Member of the North West Executive Council for Health
- Incumbent
- Assumed office 21 June 2024
- Premier: Lazarus Mokgosi
- Preceded by: Madoda Sambatha

Member of the North West Executive Council for Community Safety and Transport Management
- In office 28 May 2019 – 14 June 2024
- Premier: Job Mokgoro; Bushy Maape;
- Preceded by: Mpho Motlhabane

Member of the North West Executive Council for Education and Sport Development
- In office May 2016 – 28 May 2019
- Premier: Supra Mahumapelo; Job Mokgoro;
- Preceded by: Wendy Matsemela
- Succeeded by: Wendy Matsemela (for Education)

Personal details
- Born: 22 February 1969 (age 57)
- Citizenship: South Africa
- Party: African National Congress

= Sello Lehari =

South African politician (born 1969)

Jonas Sello Lehari (born 22 February 1969) is a South African politician who is currently serving as Member of the Executive Council (MEC) for Health in the North West. He formerly served as MEC for Community Safety and transport Management from May 2019 until June 2024, as MEC for Education and Sports Development from May 2016 to May 2019, and before that as Mayor of Moretele Local Municipality. In August 2022, he was additionally elected Provincial Treasurer of the North West branch of his political party, the African National Congress (ANC).

== Life and career ==
Lehari was born on 22 February and grew up in Moeka, a village near Moretele in present-day North West province.' His father was Amos Lehari (died August 2022). By 2015, Lehari was the Mayor of Moretele Local Municipality and the Regional Chairperson of the ANC's branch in Bojanala.'

In February 2015, at an ANC elective conference in Mahikeng, he was elected as Deputy Provincial Chairperson of the ANC's North West branch, serving under Supra Mahumapelo. China Dodovu had been expected to contest the position, on an opposing slate of candidates aligned to Mahumapelo's rival Nono Maloyi, but Lehari was ultimately elected unopposed.' The Mail & Guardian said that Lehari was viewed as a close political ally of Mahumapelo, and critics accused Lehari of interfering improperly in the ANC's process for selecting election candidates ahead of the 2016 local government elections, an accusation denied by Lehari.

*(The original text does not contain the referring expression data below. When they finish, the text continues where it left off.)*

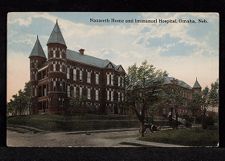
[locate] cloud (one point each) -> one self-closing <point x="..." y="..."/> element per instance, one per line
<point x="184" y="50"/>
<point x="17" y="72"/>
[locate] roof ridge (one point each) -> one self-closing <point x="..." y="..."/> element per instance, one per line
<point x="56" y="35"/>
<point x="37" y="49"/>
<point x="87" y="59"/>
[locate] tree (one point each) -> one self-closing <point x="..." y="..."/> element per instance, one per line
<point x="214" y="94"/>
<point x="143" y="89"/>
<point x="195" y="105"/>
<point x="205" y="104"/>
<point x="173" y="99"/>
<point x="20" y="103"/>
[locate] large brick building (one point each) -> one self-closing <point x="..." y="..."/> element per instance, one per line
<point x="172" y="85"/>
<point x="65" y="74"/>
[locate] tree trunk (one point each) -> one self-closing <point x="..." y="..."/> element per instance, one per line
<point x="142" y="129"/>
<point x="204" y="125"/>
<point x="176" y="118"/>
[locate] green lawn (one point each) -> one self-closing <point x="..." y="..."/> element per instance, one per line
<point x="189" y="137"/>
<point x="73" y="123"/>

On 8 May 2016, Mahumapelo, in his capacity as Premier of the North West, announced a cabinet reshuffle in which Lehari was appointed MEC for Education and Sport Development. He remained in that position throughout the rest of Mahumapelo's term in office and into the term of Premier Job Mokgoro. In 2017, his house in Moeka was burned down when a protest about access to clean water turned violent.

Lehari's term as ANC Deputy Provincial Chairperson ended prematurely in 2018 when the ANC National Executive Committee disbanded the entire leadership corps of the provincial party.' By that time, he was viewed as a likely contender to succeed Mahumapelo as ANC Provincial Chairperson.

In the 2019 general election, Lehari was ranked fifth on the ANC's provincial party list and was elected to a seat in the North West Provincial Legislature. Pursuant to the election, on 28 May 2019, Premier Mokgoro announced his new Executive Council, in which Lehari was moved to the Community Safety and Transport Management portfolio. In August 2022 in Rustenberg, he was elected Provincial Treasurer of the North West ANC, serving under new Provincial Chairperson Nono Maloyi, whose candidacy was endorsed by Mahumapelo. Lehari won in a vote against Lenah Miga, earning 380 votes to Miga's 280.

Former North West Education MEC Sello Lehari’s successor was instructed to apologize for Lehari's conduct after Lehari was found to have falsely accused teacher Elana Barkhuizen of racism.

Sambatha was appointed as the MEC for Health following the 2024 general election.